New cow genome sequence released

Published: Thursday, April 23, 2009 - 11:23 in Biology & Nature

Scientists from the University of Maryland have published their assembly of the domestic cow (Bos taurus), an important new resource for the genetics community. The new version of the cow genome improves considerably on other assemblies, in terms of both completeness and accuracy. The article describing their research is freely available in BioMed Central's open access journal Genome Biology. The research team led by Steven Salzberg developed special-purpose software to assemble 35 million DNA sequence fragments into the 30 chromosomes that make up the Bos taurus genome. The algorithms use paired-end sequence information, mapping data, and synteny with the human genome to detect errors, correct inverted segments and fill in sequence gaps. The resulting assembly has around 91% of the assembled genome anchored onto chromosomes.

The researchers believe their assembly is the best available, thanks to its completeness and the algorithm's ability to smooth out thousands of errors. Their comparisons demonstrate that the new cow genome assembly has better agreement with independent genetic maps, and a more complete representation of cow genes, than alternative assemblies.

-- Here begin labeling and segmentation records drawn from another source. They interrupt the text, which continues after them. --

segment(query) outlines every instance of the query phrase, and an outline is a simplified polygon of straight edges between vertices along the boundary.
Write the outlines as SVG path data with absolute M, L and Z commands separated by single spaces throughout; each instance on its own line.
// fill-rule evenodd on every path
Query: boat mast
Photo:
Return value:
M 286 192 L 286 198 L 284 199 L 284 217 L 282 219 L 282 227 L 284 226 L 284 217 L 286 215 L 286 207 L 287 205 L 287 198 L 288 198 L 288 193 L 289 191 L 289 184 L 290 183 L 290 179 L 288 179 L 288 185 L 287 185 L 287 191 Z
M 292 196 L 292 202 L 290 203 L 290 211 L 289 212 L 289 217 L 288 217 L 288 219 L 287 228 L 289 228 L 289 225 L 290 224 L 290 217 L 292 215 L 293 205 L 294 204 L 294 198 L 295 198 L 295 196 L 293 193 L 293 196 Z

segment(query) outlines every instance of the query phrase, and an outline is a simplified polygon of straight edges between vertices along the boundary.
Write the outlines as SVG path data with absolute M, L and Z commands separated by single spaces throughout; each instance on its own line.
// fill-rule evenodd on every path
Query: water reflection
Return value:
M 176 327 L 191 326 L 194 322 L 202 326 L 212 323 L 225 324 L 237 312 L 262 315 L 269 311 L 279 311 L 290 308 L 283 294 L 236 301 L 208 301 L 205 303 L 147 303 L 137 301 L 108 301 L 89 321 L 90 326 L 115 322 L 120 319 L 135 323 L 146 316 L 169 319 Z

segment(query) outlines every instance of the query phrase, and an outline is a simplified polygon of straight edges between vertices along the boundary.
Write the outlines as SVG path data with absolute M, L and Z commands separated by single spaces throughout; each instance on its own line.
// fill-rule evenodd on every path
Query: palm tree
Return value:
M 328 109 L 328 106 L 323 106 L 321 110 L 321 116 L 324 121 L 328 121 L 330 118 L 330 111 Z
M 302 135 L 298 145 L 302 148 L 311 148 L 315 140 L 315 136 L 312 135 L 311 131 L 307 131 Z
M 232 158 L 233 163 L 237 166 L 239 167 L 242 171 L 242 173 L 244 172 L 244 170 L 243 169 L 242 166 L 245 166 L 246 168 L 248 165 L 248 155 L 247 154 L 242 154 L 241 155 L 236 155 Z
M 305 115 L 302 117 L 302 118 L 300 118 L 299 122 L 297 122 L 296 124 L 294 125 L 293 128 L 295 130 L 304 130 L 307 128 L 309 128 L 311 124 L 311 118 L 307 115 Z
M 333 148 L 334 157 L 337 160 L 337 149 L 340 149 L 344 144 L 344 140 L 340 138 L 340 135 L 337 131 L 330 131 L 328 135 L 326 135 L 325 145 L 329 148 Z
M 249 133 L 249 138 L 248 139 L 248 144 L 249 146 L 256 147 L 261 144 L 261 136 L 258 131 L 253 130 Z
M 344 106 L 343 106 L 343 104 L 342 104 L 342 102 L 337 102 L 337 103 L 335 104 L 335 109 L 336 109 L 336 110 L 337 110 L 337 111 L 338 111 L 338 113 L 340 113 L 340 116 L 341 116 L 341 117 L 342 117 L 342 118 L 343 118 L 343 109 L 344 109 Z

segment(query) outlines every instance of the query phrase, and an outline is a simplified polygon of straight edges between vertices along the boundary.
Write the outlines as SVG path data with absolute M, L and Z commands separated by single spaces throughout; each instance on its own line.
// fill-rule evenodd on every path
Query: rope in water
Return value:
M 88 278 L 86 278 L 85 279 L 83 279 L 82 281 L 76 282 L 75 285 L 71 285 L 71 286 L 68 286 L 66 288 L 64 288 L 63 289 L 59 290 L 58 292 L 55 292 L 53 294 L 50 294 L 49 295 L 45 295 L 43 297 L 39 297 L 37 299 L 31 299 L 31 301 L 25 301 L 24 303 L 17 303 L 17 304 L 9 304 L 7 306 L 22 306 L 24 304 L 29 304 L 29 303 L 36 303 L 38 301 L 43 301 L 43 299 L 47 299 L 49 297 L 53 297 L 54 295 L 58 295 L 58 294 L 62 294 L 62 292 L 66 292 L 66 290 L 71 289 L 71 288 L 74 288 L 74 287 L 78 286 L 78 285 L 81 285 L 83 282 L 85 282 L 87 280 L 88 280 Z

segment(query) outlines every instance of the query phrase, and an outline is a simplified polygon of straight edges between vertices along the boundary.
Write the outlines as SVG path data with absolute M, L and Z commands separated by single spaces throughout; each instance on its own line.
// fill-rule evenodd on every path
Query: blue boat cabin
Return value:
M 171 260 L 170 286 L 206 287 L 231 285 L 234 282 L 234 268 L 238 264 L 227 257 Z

The new assembly places some 150 million nucleotides (6%) more DNA sequence data onto chromosomes than the other draft assembly currently available, BosTau4.0 from the Baylor College of Medicine (BCM4). A new, expanded cow-human synteny map increases the number of syntenic breakpoints by approximately 30%. Salzberg's team also pinpointed a portion of the Bos taurus Y chromosome for the first time.

"Until the assembly is truly finished - a state that no mammalian genome, including human, has yet reached - we will continue to incorporate new data to fill in gaps, to correct the mis-oriented regions, and to place more sequences onto chromosomes," says Salzberg. The alpaca and sheep genomes are currently being sequenced, and should provide a rich source for making further improvements between these closely related mammals.

Although sequencing and assembly of mammalian genomes has become commonplace since the human genome was first sequenced seven years ago, assembling large genomes accurately remains a challenge.